Première image du James Webb par l’instrument NIRCam (crédit NASA/ASC)

Cette image composite de 18 points de lumière stellaire organisés de manière aléatoire a été produite par les sections non alignées du miroir principal de Webb qui réfléchissent toutes la lumière de la même étoile vers le miroir secondaire, puis vers NIRCam, la caméra dans le proche infrarouge.

Cette caméra qui sert pour les alignements des miroirs a relevé la lumière de la même étoile dans chacune des 18 sections du miroir principal.

Les différentes couleurs désignent l’une des trois différentes prescriptions optiques pour le miroir principal de Webb (crédit NASA)

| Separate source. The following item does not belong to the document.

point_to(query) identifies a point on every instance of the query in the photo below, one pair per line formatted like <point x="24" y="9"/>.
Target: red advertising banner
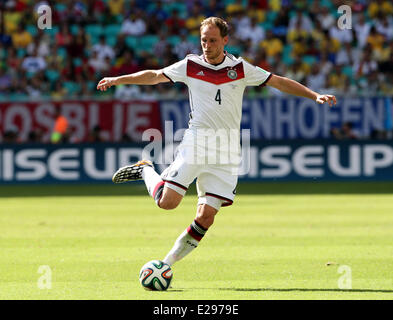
<point x="117" y="120"/>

Au cours de la prise d’images démarrée le 2 février, le télescope Webb a été orienté vers 156 positions différentes autour de l’emplacement prévu de l’étoile. Les 10 détecteurs de NIRCam ont généré 1560 images, soit 54 gigaoctets de données brutes. L’ensemble du processus a duré près de 25 heures. Chacune des sections du miroir principal a localisé l’étoile cible dans les 6 premières heures et les 16 premières expositions, soit un beau résultat selon les personnes de la mission.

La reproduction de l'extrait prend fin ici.